Seed-bearing ferns, with leaves shaped like tongues, grew in those forests.
The roots of some of the trees were perforated with empty chambers, a useful wrinkle when living in bogs or swamps. Fossils from 200 million to 300 million years ago show a fungus growing in the roots. The tree types have gone extinct, but not the fungus, called white pocket rot.
Antarctica, a continent about 9,000 feet above sea level, the highest and coldest desert in the world, once had a climate something like that of Kansas today.
This picture I am reporting has been assembled from thousands of fossils retrieved from the 5 percent of Antarctica that is not buried under a couple of miles of ice.
Two of the detectives assembling the clues into a picture are Tom and Edie Taylor, University of Kansas professors of ecology and evolutionary biology and curators of the Natural History Museum.
Because of the Taylors, KU has one of the largest collections of fossil plants from Antarctica in the world.
And they just dug another 8,300 pounds of petrified peat and fossil-bearing rock out of the continent. It was his ninth, and her seventh, expedition to Earth's deepest deep freeze.
Antarctica will kill you not just with its cold but its wind, Taylor says. It killed British explorer Robert Falcon Scott in the early 1900s.
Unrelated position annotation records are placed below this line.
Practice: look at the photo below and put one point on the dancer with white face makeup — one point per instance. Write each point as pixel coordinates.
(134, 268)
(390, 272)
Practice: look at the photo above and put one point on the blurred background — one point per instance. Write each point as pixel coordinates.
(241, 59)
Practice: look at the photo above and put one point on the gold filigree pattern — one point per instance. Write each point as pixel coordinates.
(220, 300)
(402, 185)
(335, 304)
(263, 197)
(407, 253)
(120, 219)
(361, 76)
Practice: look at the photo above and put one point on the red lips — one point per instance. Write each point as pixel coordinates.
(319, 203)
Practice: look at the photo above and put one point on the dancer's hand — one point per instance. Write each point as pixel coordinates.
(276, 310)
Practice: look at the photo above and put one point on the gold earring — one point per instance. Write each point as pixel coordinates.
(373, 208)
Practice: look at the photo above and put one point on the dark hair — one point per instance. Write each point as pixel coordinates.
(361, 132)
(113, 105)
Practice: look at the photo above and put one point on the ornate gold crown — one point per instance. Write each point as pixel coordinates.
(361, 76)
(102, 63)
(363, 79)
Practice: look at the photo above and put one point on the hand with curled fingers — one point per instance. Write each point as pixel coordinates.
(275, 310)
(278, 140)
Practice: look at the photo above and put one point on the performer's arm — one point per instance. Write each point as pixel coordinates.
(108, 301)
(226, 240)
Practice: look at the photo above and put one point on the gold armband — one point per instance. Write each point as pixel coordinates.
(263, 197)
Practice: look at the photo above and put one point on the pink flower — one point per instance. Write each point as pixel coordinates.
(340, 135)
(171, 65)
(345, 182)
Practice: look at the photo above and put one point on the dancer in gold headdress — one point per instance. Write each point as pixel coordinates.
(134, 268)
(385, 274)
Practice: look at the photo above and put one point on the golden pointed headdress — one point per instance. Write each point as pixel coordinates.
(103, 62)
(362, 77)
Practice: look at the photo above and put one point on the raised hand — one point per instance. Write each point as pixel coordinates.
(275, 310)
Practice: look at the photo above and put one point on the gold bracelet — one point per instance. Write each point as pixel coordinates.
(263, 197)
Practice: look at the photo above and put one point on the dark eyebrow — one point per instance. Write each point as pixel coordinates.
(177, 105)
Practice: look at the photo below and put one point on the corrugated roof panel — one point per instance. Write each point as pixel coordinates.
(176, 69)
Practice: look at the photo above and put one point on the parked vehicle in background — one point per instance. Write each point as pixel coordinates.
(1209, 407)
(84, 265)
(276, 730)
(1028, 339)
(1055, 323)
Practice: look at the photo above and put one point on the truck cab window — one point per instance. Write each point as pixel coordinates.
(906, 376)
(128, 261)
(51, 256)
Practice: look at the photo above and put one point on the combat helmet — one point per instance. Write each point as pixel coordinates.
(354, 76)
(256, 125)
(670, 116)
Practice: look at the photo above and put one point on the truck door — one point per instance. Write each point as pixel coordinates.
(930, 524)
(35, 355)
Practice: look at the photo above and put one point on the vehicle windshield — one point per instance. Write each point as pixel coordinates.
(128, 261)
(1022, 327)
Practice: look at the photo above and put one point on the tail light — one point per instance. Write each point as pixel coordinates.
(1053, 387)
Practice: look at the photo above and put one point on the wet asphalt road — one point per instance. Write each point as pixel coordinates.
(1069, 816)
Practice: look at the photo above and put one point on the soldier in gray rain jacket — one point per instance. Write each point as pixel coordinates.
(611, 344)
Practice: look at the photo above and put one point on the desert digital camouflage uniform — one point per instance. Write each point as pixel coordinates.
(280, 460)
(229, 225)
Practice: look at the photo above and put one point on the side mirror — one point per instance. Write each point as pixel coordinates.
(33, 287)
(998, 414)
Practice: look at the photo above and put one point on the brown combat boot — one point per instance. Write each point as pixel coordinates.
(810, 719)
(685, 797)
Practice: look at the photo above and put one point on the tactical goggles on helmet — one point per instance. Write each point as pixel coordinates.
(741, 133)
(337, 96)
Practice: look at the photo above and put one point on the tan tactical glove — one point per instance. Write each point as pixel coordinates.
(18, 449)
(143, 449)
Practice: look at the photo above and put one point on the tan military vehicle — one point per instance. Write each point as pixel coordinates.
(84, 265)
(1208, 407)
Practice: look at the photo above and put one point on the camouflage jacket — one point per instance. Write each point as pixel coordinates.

He still had scientific samples on his sled when the tent he and two companions had huddled in was dug from a snowy grave.
On one trip, the Taylors were dropped in by helicopter and right away were fighting a blizzard. They decided they had to keep moving or get inside their tents and sleeping bags. So they kept moving. A day and a half later, they were picked up.
Why conduct research in a place that might kill you? Because the fossil plants from the Triassic and Permian periods are so beautifully preserved.
They seem to have drowned in silica-rich water. The water filled up the plants' cells and the spaces in between. The water evaporated, but the minerals remained.
"All the cells are preserved," Edie says. "It's as if you turned a compost heap in your back yard to stone. The plant details are incredible."
The Taylors gather leaves, seeds, stems, roots and trunks of trees. Every part informs them. The seeds and cones tell how a group of plants evolved and how they're related to each other. The leaves may give clues about how some plants survive in the dark.
Beyond that, the thrill of finding novelties keeps the Taylors coming back to Antarctica. At one site, there are 99 intact petrified tree stumps in beautiful shape, Edie says.
When you break open a rock, Tom says, you lay eyes on what no one else has seen -- one more pinpoint detail about the life of a world that, except for a fungus here and there, has vanished.